Banggai – Kantor Pencarian dan Pertolongan (Basarnas) Palu melalui Pos SAR Luwuk melaksanakan operasi SAR terkait kecelakaan kapal KLM Maryam Indah yang terbakar di perairan Luwuk, Kecamatan Luwuk, Kabupaten Banggai, Sulawesi Tengah, Sabtu dini hari, 13 September 2025.

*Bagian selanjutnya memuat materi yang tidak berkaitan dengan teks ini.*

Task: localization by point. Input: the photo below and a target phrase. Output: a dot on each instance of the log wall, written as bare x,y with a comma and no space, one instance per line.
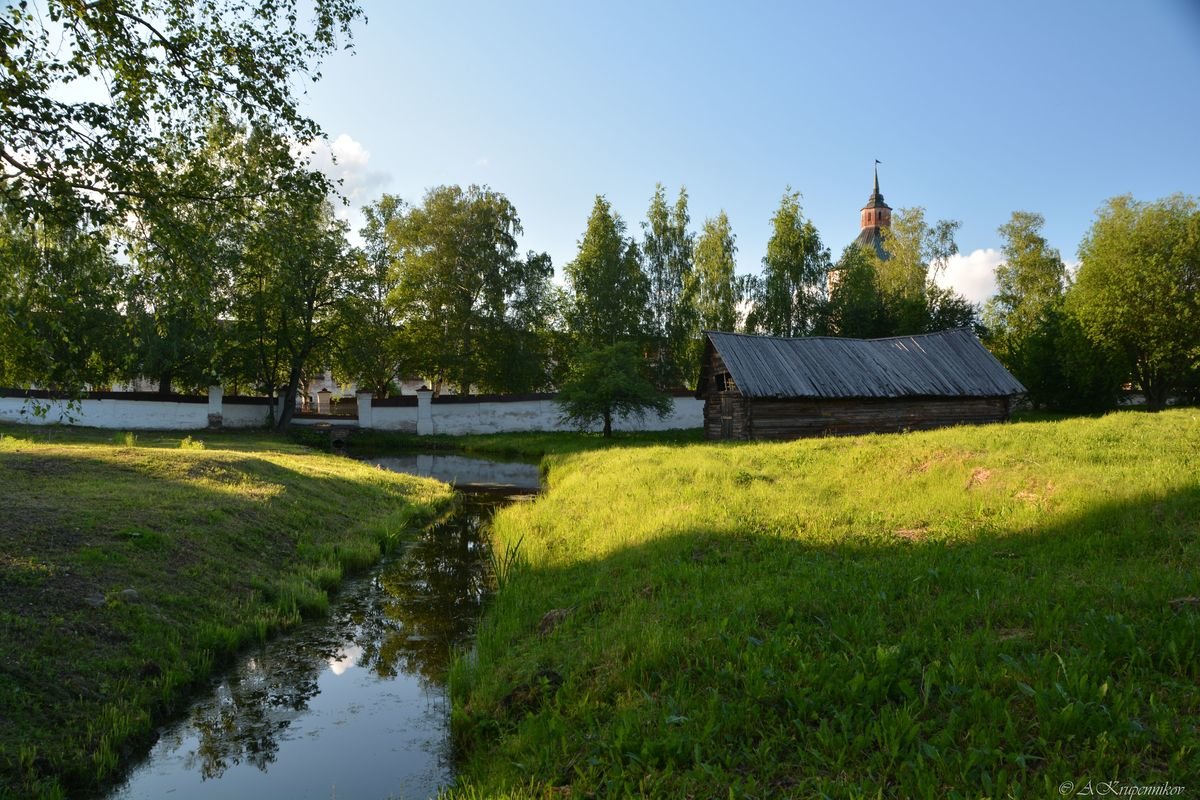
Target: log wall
769,419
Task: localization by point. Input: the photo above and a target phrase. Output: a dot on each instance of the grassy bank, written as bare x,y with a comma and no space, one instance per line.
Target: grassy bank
967,612
131,566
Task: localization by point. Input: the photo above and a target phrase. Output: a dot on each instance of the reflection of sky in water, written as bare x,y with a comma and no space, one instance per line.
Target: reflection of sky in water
347,657
352,707
467,471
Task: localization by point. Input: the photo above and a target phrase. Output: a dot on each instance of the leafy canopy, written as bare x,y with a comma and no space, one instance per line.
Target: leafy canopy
1138,289
93,88
609,383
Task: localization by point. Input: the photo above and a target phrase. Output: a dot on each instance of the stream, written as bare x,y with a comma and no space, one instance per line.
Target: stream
352,705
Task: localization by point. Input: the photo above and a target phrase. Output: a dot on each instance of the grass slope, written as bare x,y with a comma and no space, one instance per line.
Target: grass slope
126,573
969,612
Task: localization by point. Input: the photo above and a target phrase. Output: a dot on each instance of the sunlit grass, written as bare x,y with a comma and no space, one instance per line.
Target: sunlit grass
967,612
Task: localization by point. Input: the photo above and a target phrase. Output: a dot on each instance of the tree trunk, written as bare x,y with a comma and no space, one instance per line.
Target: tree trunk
289,400
1153,386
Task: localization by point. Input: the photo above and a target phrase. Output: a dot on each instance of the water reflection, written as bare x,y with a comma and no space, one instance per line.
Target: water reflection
432,597
352,705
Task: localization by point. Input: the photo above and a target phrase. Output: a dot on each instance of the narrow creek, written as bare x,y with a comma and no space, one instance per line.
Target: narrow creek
352,705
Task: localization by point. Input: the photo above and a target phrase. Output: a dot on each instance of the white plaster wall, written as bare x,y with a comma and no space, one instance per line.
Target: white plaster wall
125,415
448,417
456,419
244,415
394,417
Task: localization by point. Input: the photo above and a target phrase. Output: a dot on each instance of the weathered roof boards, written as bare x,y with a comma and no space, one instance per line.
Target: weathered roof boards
767,386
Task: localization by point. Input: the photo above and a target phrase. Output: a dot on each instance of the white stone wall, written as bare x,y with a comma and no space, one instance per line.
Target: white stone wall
118,414
394,417
454,419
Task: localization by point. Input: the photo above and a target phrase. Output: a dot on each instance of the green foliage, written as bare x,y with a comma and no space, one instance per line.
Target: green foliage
1030,281
295,272
369,344
856,304
1138,289
186,241
667,257
609,383
907,280
606,284
1033,336
789,300
466,300
989,611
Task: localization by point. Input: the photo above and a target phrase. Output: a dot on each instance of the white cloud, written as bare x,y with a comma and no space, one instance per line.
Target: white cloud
346,160
975,275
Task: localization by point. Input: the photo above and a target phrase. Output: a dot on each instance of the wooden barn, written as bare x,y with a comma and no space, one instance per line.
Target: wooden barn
775,388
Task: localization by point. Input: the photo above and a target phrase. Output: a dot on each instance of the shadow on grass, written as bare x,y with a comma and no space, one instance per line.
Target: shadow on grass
725,662
127,575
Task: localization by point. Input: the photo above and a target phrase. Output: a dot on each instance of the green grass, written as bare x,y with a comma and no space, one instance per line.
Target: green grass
132,566
969,612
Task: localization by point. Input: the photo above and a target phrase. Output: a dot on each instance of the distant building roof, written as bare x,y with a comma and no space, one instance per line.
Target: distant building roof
873,239
947,364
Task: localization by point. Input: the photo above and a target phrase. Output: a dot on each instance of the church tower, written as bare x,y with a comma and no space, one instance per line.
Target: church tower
876,215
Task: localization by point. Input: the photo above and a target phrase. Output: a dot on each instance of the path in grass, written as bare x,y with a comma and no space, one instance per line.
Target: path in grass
127,573
975,611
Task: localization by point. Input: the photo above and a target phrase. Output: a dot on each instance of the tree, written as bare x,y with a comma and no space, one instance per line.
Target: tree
529,342
60,293
717,287
790,296
168,66
856,304
607,383
667,254
1030,281
185,245
1138,289
907,278
607,287
369,348
461,289
286,295
1032,335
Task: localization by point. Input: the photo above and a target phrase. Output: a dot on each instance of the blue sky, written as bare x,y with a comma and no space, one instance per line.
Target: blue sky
976,110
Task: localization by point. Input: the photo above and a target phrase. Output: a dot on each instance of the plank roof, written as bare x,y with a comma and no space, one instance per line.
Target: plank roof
946,364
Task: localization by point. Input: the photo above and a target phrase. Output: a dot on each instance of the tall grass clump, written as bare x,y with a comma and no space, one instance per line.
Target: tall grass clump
970,612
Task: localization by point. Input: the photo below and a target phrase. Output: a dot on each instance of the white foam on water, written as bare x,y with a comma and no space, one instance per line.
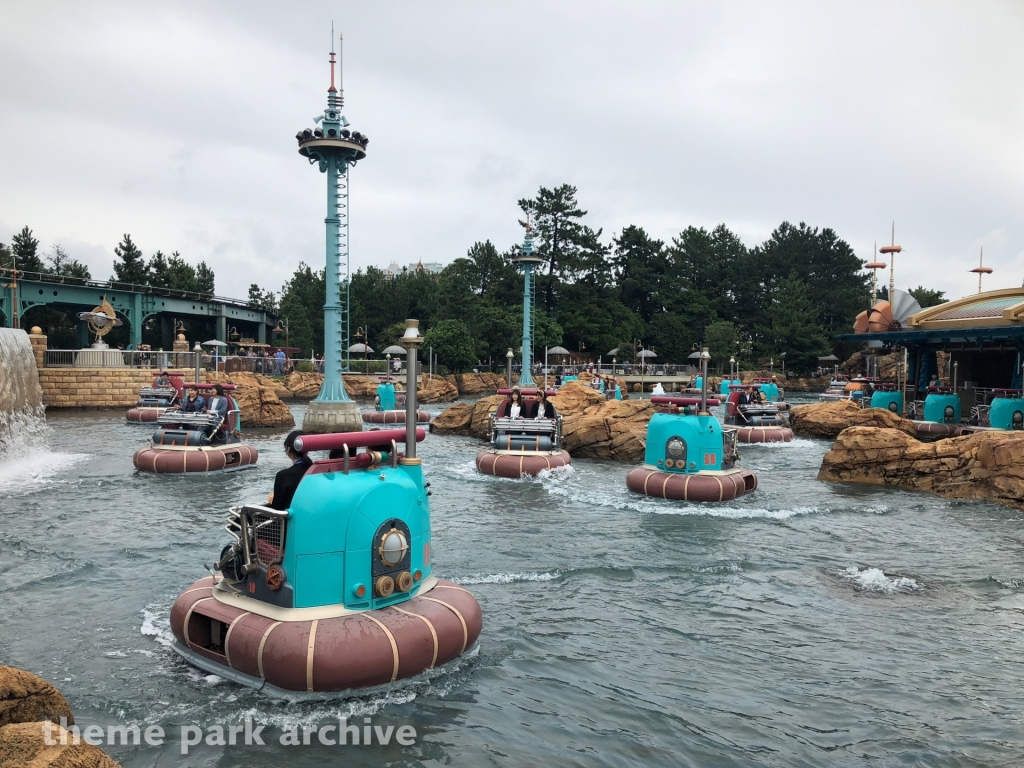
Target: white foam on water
34,472
875,580
508,578
157,624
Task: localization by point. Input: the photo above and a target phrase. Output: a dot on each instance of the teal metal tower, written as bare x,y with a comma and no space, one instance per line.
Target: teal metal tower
527,260
334,148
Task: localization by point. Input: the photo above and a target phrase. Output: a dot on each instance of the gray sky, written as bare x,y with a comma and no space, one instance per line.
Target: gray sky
175,122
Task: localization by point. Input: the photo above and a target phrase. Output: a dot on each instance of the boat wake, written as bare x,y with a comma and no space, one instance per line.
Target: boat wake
34,472
875,580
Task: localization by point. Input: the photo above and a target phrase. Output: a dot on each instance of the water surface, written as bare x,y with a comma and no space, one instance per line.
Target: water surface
804,625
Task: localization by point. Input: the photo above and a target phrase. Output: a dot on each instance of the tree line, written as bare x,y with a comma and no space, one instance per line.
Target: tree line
785,296
130,265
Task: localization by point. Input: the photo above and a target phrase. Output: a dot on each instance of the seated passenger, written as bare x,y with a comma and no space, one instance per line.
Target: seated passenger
288,479
545,409
218,404
194,402
515,404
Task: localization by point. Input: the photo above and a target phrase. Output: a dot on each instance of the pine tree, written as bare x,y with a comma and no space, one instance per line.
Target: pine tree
160,272
26,249
131,267
61,263
795,327
204,279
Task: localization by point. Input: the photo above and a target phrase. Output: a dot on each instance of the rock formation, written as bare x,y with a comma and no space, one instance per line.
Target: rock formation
26,697
983,465
828,419
592,426
27,700
436,389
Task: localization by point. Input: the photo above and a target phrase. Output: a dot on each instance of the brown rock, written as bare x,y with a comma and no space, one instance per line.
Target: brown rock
481,410
828,419
262,408
592,427
435,389
26,697
478,383
455,420
303,386
24,744
983,465
364,387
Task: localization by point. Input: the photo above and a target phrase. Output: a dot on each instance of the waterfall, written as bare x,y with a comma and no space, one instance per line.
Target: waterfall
23,424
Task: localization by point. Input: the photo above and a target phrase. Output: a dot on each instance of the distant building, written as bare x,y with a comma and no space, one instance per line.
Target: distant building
431,266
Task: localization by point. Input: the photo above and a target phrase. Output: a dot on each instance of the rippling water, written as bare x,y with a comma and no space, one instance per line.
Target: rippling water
805,625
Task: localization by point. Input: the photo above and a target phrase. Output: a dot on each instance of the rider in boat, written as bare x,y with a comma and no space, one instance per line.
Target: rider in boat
545,409
218,404
288,479
194,402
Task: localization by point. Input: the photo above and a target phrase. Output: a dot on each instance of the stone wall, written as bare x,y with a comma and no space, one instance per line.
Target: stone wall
92,387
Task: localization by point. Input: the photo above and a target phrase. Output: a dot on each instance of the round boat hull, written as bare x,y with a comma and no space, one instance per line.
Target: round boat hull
934,429
350,652
515,465
144,415
702,486
165,460
764,434
393,417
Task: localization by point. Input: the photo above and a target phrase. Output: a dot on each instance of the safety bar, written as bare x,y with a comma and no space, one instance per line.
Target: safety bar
353,439
666,400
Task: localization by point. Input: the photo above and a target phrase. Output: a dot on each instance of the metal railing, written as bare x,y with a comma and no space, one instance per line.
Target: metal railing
116,286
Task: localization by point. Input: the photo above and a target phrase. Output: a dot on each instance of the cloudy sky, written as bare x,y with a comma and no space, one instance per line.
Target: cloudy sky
175,122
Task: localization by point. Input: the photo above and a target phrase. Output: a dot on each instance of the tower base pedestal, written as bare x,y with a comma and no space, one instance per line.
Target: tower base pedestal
332,417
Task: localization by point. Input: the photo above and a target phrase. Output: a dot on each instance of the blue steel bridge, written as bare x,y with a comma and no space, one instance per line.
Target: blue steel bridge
134,305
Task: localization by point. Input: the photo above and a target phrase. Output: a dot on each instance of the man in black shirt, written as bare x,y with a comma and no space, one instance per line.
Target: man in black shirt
287,480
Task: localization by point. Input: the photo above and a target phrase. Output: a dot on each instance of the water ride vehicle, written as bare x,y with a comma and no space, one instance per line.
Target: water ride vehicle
155,399
756,422
690,456
525,445
186,442
386,407
336,594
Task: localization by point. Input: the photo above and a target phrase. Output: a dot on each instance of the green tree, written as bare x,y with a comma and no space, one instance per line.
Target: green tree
722,340
61,263
129,266
26,250
260,299
927,297
453,343
302,300
160,271
204,280
795,328
641,267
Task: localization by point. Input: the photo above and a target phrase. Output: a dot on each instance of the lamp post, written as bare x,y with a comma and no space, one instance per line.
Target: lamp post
642,372
412,341
363,332
705,356
283,328
198,351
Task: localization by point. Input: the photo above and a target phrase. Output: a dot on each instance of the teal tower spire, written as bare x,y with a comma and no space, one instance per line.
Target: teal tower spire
334,148
527,260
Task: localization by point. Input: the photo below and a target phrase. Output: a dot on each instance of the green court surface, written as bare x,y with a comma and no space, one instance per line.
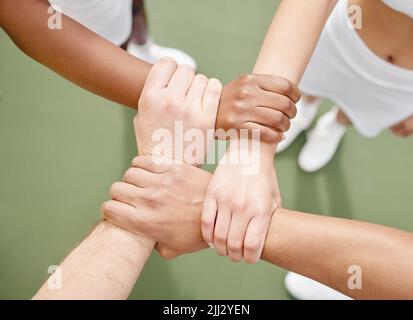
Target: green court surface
62,147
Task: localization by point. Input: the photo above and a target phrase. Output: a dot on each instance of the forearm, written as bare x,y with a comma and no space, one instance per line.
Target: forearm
292,37
324,248
74,52
105,265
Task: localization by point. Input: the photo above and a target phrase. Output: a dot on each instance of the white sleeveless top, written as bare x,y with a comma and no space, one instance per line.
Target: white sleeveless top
403,6
111,19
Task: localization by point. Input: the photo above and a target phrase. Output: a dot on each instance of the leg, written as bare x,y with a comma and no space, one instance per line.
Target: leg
342,118
142,46
323,141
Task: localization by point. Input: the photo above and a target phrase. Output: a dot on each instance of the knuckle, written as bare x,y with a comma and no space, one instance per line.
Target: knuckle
240,106
251,245
205,223
247,78
271,135
244,93
220,238
129,174
235,245
166,253
187,68
285,85
107,210
214,87
166,61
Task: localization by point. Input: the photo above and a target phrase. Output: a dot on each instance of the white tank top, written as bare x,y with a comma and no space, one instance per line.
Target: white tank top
111,19
403,6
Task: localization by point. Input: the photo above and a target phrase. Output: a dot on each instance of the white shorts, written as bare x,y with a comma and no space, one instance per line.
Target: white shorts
372,92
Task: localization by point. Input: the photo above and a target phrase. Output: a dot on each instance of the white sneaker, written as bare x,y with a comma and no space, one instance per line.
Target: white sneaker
303,288
322,142
151,52
306,112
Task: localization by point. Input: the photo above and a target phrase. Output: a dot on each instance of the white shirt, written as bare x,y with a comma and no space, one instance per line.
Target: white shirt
403,6
111,19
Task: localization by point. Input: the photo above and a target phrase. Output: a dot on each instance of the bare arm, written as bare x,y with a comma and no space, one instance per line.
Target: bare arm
105,265
74,52
324,248
292,37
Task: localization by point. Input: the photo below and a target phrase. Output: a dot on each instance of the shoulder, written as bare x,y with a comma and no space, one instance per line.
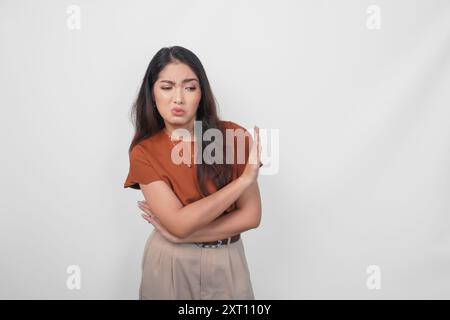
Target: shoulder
147,147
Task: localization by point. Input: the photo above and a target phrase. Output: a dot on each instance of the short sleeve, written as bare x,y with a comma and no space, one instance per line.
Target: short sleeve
141,170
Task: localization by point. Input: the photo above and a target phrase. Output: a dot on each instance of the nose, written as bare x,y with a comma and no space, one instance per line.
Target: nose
178,95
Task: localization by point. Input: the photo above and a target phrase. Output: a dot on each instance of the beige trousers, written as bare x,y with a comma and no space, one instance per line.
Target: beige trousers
186,271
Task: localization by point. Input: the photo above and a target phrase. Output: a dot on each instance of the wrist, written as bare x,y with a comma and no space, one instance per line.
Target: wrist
246,182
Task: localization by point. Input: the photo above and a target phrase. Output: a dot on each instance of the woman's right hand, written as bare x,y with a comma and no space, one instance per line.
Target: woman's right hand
251,170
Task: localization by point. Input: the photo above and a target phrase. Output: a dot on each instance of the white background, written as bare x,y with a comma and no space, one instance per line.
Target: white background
363,116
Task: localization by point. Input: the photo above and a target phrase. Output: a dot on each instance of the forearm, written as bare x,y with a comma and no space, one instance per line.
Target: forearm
200,213
225,226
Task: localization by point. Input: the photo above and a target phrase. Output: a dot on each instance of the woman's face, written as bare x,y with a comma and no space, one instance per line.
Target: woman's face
177,86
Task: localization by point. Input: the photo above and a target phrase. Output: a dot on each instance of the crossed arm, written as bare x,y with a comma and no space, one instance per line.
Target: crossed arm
209,227
234,222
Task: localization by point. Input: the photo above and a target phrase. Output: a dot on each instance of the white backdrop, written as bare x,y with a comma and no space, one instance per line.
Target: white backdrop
357,89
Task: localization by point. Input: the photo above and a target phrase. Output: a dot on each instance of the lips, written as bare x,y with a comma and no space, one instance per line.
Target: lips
177,111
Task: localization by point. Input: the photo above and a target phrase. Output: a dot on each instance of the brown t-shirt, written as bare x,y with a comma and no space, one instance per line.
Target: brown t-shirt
150,160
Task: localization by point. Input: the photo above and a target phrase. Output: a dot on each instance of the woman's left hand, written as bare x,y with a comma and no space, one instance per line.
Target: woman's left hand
150,217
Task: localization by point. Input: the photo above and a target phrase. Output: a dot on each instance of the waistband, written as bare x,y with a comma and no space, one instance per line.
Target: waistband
218,243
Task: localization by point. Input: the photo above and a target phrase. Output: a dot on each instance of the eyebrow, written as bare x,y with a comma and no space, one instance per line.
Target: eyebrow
185,80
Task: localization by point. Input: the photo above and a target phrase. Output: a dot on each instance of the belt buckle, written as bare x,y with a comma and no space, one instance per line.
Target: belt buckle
210,245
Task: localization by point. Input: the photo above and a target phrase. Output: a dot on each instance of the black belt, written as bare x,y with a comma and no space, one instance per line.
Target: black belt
218,243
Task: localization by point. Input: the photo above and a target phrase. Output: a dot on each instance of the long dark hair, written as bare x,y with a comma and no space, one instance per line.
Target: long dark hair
147,121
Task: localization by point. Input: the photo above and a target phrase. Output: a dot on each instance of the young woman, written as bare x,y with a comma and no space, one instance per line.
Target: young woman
198,207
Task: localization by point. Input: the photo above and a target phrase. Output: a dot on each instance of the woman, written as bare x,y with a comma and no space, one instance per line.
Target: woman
198,207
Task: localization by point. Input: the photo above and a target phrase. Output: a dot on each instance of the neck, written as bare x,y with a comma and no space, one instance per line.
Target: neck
169,129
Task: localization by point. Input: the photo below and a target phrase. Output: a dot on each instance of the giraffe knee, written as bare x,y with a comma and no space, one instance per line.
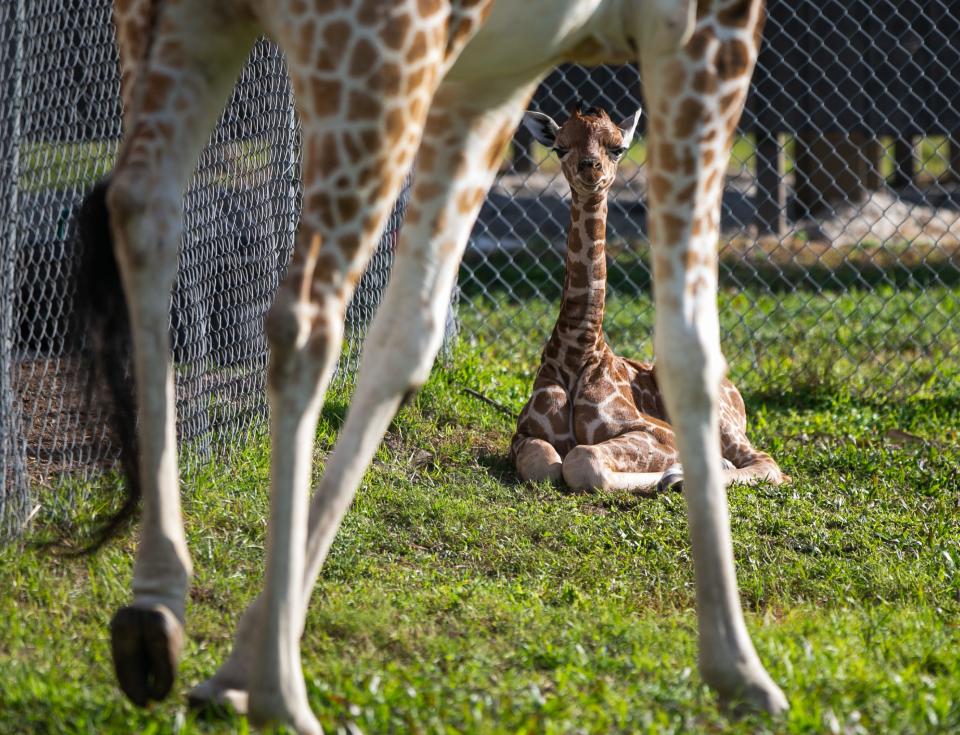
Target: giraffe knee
145,220
584,469
304,338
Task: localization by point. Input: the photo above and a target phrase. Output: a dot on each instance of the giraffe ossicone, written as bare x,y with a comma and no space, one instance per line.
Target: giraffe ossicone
378,82
595,419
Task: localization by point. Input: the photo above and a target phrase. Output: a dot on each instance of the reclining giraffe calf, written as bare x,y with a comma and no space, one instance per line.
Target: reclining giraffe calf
378,82
595,418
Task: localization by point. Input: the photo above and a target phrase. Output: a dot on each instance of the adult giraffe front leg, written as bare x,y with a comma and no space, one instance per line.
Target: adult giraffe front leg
709,60
467,133
177,94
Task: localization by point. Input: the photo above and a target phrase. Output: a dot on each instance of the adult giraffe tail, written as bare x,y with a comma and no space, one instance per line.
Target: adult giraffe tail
100,315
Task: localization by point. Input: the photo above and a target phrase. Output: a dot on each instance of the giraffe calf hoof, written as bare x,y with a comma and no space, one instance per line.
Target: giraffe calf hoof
672,479
146,643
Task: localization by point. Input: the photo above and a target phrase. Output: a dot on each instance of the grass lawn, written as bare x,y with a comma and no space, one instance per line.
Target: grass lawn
457,600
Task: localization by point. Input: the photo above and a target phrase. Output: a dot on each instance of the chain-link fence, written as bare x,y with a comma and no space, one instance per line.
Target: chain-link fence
60,124
840,221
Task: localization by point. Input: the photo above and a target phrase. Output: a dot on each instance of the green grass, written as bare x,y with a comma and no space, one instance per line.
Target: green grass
457,600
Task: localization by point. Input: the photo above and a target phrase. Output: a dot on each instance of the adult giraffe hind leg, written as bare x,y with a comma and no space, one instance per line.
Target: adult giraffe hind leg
465,136
177,97
690,134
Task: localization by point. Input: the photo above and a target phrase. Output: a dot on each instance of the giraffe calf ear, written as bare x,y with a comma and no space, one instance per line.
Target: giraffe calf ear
542,127
629,127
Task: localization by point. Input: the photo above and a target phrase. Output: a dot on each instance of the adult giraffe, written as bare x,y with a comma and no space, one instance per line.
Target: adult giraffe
378,82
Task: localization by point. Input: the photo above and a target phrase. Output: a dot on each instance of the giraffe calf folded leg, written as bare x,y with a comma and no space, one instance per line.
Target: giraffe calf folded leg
537,460
631,461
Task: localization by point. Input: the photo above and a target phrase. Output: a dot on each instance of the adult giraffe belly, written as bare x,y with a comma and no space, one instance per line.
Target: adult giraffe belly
509,45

Informasi awal diterima dari Syahbandar Pelabuhan Luwuk, Takdir, pada pukul 00.59 WITA. Dalam laporan disebutkan terdapat sebuah kapal terbakar sekitar 1 mil laut dari Pelabuhan Luwuk. Tim SAR segera diberangkatkan menggunakan KN SAR Bhisma bersama unsur terkait lainnya.

Berdasarkan laporan kronologi kejadian yang diterima dari Tim SAR, sekitar pukul 01.30 WITA, Tim Rescue Pos SAR Luwuk, ABK KN SAR Bhisma, dan unsur potensi SAR tiba di lokasi, langsung melakukan proses pemadaman.

Kemudian di pukul 01.44 WITA, Tim SAR Gabungan berhasil mengevakuasi tiga korban, terdiri dari dua selamat dan satu meninggal dunia, lalu dibawa ke RSUD Luwuk.

Hingga 04.00 WITA, pemadaman terus dilakukan dengan bantuan tugboat Pertamina. Api mulai mengecil, namun karena muatan kapal berupa kopra, bara masih terlihat dan lambung kapal mulai tenggelam.

Dan sekitar 05.05 WITA, KN SAR Bhisma melanjutkan pencarian terhadap dua korban lainnya yang dilaporkan hilang.

Data Korban

  1. Landesa – Selamat
  2. Marten – Selamat
  3. La Anto – Meninggal dunia
  4. La Alami – Dalam pencarian
  5. La Hamid – Dalam pencarian

Unsur Terlibat

Dalam proses penanganan kejadian ini, unsur yang dilibatkan yaitu Pos SAR Luwuk, ABK KN SAR Bhisma, Syahbandar Pelabuhan Luwuk, Polres Luwuk, Pos AL Luwuk, BPBD Luwuk, serta masyarakat setempat.

Kepala Kantor SAR Palu, Muh. Rizal, S.H., menegaskan operasi SAR masih terus berlangsung dengan fokus pada pencarian dua korban yang belum ditemukan.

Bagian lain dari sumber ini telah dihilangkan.